Place hay where the rabbit already spends time
A clever setup beats a lecture.
RWAF indoor-rabbit guidance supports constant hay access as part of daily housing. Placing hay near the litter tray can encourage frequent hay eating because rabbits often eat while toileting. This is a husbandry strategy, not a disease-prevention guarantee (Indoor Rabbits).
Make the right behaviour easy. If your rabbit rests in one area and toilets in another, hay should not live in a forgotten corner. Put it where the rabbit naturally pauses.
Keep it clean, though. Hay near the litter tray should still be fresh hay, not soiled leftovers. Replace what has become dirty. Keep the main supply dry and separate from the tray area.
| Setup problem | Try this |
|---|---|
| Rabbit ignores hay | Move hay near the litter area |
| Pellets vanish first | Feed pellets measured, with hay already available |
| Hay gets dirty fast | Offer smaller refreshed portions in the eating area |
| Hay smells stale | Check storage before blaming rabbit preference |
This is not about making a showroom rabbit corner. It is about repeat visits to fibre.
Droppings and chewing tell you when this is no longer “feeding fuss”
A rabbit eating less hay is not always being picky.
Reduced hay eating, smaller or fewer droppings, poor appetite, tooth grinding, reluctance to chew, or signs of gut slowdown should prompt a rabbit-savvy veterinarian. VCA describes gastrointestinal stasis as serious and highlights decreased appetite, reduced faecal output, and pain behaviours as warning signs needing veterinary care. RWAF also treats not eating or not passing droppings as urgent warning signs (Gastrointestinal Stasis in Rabbits, Rabbit Emergencies).

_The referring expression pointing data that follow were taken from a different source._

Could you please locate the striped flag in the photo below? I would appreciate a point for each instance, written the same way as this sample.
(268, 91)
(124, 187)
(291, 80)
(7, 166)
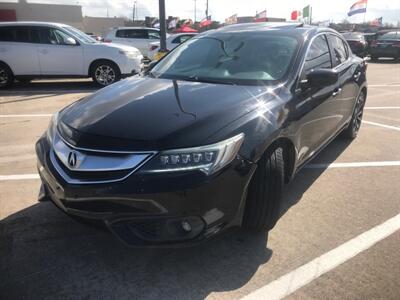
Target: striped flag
(358, 8)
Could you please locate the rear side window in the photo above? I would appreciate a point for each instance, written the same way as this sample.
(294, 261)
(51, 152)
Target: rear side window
(340, 54)
(318, 55)
(19, 34)
(7, 34)
(154, 35)
(132, 33)
(53, 36)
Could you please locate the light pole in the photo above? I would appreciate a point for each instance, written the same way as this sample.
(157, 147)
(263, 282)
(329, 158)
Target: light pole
(163, 30)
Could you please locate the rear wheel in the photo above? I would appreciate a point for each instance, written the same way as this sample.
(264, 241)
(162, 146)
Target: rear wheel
(6, 75)
(105, 73)
(265, 192)
(354, 126)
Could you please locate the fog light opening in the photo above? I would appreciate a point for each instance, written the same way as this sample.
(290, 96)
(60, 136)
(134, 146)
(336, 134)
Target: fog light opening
(186, 226)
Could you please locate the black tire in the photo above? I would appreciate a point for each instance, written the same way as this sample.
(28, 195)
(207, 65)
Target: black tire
(105, 73)
(265, 192)
(6, 76)
(351, 131)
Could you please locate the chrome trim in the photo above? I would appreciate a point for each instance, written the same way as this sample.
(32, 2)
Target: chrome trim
(71, 180)
(95, 162)
(88, 163)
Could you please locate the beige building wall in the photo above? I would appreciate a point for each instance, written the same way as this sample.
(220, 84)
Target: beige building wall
(66, 14)
(100, 26)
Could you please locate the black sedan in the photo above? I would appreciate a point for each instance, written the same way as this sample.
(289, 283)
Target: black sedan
(387, 45)
(208, 138)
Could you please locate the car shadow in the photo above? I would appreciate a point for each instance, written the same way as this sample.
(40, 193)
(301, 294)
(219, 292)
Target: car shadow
(295, 190)
(45, 254)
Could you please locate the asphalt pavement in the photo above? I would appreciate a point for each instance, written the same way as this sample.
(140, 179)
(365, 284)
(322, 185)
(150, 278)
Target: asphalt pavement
(338, 239)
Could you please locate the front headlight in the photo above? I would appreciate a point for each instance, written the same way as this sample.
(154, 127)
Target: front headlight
(208, 159)
(131, 53)
(52, 129)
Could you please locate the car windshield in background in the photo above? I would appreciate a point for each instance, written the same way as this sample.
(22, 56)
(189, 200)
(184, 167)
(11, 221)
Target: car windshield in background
(390, 36)
(80, 35)
(353, 36)
(247, 59)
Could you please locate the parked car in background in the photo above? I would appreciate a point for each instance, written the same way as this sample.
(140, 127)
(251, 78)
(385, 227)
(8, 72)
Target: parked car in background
(357, 43)
(208, 138)
(138, 37)
(386, 45)
(172, 41)
(95, 37)
(36, 49)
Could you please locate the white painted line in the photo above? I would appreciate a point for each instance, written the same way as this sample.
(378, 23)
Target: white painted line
(354, 165)
(382, 107)
(296, 279)
(384, 85)
(382, 125)
(18, 177)
(26, 116)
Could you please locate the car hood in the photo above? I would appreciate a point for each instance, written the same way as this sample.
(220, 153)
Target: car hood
(155, 114)
(107, 46)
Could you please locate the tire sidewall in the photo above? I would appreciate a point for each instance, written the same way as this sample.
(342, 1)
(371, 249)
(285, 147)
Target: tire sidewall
(112, 65)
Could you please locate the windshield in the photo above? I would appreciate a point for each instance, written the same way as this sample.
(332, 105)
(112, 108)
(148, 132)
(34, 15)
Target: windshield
(390, 36)
(83, 37)
(234, 58)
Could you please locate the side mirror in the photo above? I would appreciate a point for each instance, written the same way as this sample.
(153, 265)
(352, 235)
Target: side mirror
(70, 41)
(322, 77)
(149, 67)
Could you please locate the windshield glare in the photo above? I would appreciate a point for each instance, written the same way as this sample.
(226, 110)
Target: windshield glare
(254, 58)
(83, 37)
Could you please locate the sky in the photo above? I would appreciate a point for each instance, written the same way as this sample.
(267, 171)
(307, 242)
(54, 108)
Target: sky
(323, 10)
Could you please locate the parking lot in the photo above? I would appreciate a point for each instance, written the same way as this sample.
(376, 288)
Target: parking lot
(349, 189)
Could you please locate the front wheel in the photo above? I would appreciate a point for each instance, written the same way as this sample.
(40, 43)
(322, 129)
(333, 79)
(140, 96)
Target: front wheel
(6, 76)
(105, 73)
(265, 192)
(354, 126)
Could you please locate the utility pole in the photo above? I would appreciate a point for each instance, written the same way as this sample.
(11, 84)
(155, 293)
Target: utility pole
(163, 30)
(134, 11)
(195, 8)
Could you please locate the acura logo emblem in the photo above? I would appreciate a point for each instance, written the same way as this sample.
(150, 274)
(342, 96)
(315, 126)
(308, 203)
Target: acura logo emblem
(72, 159)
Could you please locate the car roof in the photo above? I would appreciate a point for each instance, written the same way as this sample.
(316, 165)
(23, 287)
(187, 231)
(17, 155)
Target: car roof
(127, 27)
(32, 23)
(299, 29)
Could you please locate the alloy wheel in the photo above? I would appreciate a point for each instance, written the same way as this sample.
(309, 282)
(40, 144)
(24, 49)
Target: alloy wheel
(105, 75)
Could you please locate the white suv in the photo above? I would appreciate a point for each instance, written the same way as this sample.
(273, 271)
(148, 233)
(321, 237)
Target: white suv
(138, 37)
(36, 49)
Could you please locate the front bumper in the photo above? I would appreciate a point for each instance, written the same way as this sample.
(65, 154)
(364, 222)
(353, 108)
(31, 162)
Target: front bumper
(154, 209)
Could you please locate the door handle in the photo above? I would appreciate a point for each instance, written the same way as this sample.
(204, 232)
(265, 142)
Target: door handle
(336, 92)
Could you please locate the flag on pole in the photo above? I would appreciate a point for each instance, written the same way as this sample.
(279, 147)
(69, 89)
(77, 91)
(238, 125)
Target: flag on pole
(359, 7)
(262, 16)
(295, 15)
(204, 23)
(377, 22)
(306, 11)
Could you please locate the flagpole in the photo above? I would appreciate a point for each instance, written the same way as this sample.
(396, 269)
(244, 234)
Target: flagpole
(366, 7)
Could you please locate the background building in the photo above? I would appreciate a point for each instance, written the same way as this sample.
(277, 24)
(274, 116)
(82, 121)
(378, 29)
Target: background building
(24, 11)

Use a simple action shape.
| What you see | What to do |
|---|---|
| Normal hay eating and normal droppings | Keep the hay-first routine steady |
| Less hay, but still eating and passing droppings | Watch closely and check food freshness |
| Smaller or fewer droppings | Call a rabbit-savvy vet |
| Not eating or not passing droppings | Seek urgent veterinary care |
| Tooth grinding or reluctance to chew | Arrange veterinary evaluation |
Tonight, refill the hay first, seal the pellets properly, and move one fresh handful of hay to the place your rabbit already visits most.